Computing for the standard errors of the regression coefficients.
To compute for the standard errors of the regression coefficients we can use the equation: \[
se(\beta_j)=\sqrt{\sigma^2C_{jj}}\\
\] Where \(C_{jj}=(X'X)^{-1}.\)
Using the data from the table we can construct \(X\) and \(X'\) which is represented by these table respectively:
## [,1] [,2] [,3]
## [1,] 1 21.4 17.1
## [2,] 1 18.6 12.9
## [3,] 1 15.6 13.1
## [4,] 1 12.5 10.6
## [5,] 1 12.6 12.9
## [6,] 1 8.8 10.2
## [7,] 1 6.2 10.8
## [,1] [,2] [,3] [,4] [,5] [,6] [,7]
## [1,] 1.0 1.0 1.0 1.0 1.0 1.0 1.0
## [2,] 21.4 18.6 15.6 12.5 12.6 8.8 6.2
## [3,] 17.1 12.9 13.1 10.6 12.9 10.2 10.8
Then we can compute for \(X'X\)
## [,1] [,2] [,3]
## [1,] 7.0 95.70 87.60
## [2,] 95.7 1478.17 1262.00
## [3,] 87.6 1262.00 1129.88
With \(X'X\) computed we can now look for its inverse \((X'X)^{-1}\):
## [,1] [,2] [,3]
## [1,] 7.0732968 0.22099252 -0.79522902
## [2,] 0.2209925 0.02148160 -0.04112713
## [3,] -0.7952290 -0.04112713 0.10847568
The variances of the regression coefficients are given by the diagonal elements thus \(C_{00}\) is 4.371973e+00, \(C_{11}\) is 8.405655e-10, and \(C_{22}\) is 2.825788e-09 and now we can solve \(se(\beta_0)\),\(se(\beta_1)\) and \(se(\beta_2)\): \[
\begin{align}
&se(\beta_0)=\sqrt{0.3721(7.0732968)}=1.622336\\
&se(\beta_1)=\sqrt{0.3721(0.02148160)}=0.08940528\\
&se(\beta_2)=\sqrt{0.3721(0.10847568)}=0.2009074\\
\end{align}
\]
Equations are shown below:
b0 <- sqrt(0.3721*7.0732968)
b0
## [1] 1.622336
b1 <- sqrt(0.3721*0.02148160)
b1
## [1] 0.08940528
b2 <- sqrt(0.3721*0.10847568)
b2
## [1] 0.2009074
We can also see these numbers in the summary table we did earlier
summaries1 <- lm(Grade ~ Fun + Rumor)
summary(summaries1)
##
## Call:
## lm(formula = Grade ~ Fun + Rumor)
##
## Residuals:
## 1 2 3 4 5 6 7
## -0.14026 0.19170 -0.19007 -0.28050 0.47802 0.09592 -0.15480
##
## Coefficients:
## Estimate Std. Error t value Pr(>|t|)
## (Intercept) 13.61266 0.77850 17.486 6.28e-05 ***
## Fun -0.45228 0.04698 -9.627 0.000651 ***
## Rumor 0.12466 0.09749 1.279 0.270161
## ---
## Signif. codes: 0 '***' 0.001 '**' 0.01 '*' 0.05 '.' 0.1 ' ' 1
##
## Residual standard error: 0.329 on 4 degrees of freedom
## Multiple R-squared: 0.9845, Adjusted R-squared: 0.9768
## F-statistic: 127.4 on 2 and 4 DF, p-value: 0.000239
Using the multiple linear regression model we have obtained, we can predict certain values of the data set.
\[\begin{align}
&y=(13.61266)+(-0.45228)(x_1)+(0.12466)(x_2)
\end{align}\]
In our data set, the y is the grade level in the multiple linear regression model.
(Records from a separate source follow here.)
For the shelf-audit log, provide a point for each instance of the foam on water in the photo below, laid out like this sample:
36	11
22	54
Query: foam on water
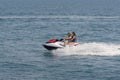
100	49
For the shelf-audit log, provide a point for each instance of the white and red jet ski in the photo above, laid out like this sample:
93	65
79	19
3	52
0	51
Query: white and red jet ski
54	44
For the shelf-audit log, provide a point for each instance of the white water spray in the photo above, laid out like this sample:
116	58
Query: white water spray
100	49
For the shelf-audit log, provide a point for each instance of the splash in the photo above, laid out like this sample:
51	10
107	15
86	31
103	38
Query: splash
100	49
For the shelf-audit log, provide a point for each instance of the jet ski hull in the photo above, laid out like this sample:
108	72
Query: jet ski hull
50	47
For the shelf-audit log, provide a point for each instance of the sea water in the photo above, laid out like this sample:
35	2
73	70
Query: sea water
26	25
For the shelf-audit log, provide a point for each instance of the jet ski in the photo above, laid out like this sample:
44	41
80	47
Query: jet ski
54	44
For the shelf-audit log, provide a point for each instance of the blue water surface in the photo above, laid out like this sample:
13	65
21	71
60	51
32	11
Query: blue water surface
26	25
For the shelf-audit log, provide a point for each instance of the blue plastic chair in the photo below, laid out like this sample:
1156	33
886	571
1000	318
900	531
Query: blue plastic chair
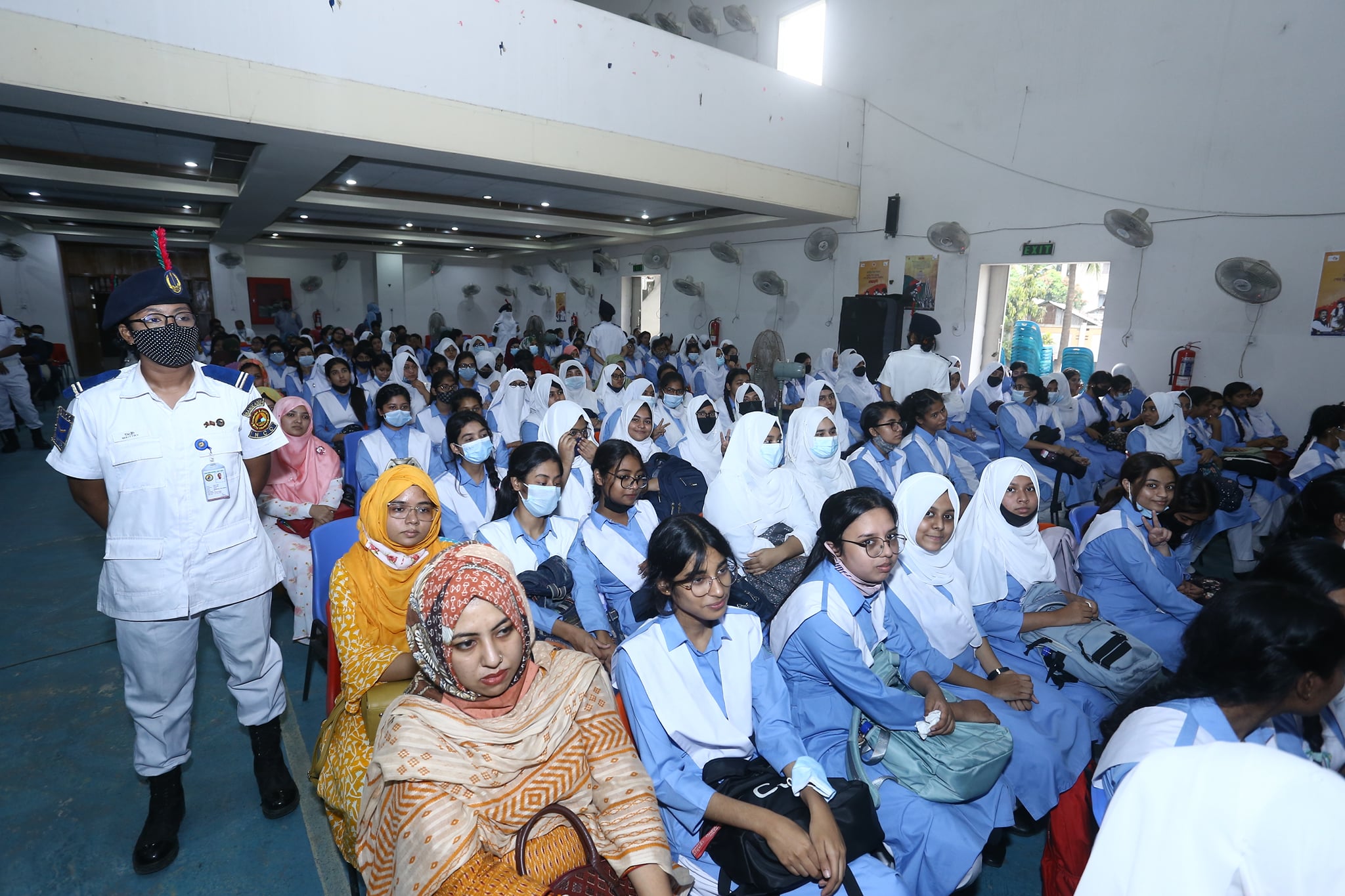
328	543
1080	517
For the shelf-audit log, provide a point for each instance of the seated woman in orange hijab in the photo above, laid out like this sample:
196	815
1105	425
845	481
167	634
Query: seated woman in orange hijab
399	534
493	729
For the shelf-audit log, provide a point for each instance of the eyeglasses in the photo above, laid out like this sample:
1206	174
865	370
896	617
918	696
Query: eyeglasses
423	511
155	322
699	586
889	543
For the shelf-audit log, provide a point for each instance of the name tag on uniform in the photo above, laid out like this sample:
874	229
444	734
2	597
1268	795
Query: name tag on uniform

Let’s say we want to predict the grade level if the percentage of students being made fun of is 16.3% and the percentage of students being gossipped about is 14.0%.
Substituting it into our regression model:
\[\begin{align}
&y=(13.61266)+(-0.45228)(16.3)+(0.12466)(14.0)
\end{align}\]
## [1] 7.985736
Thus, the answer will be 7.985736
Rounding the number down, the student is approximately Grade 7.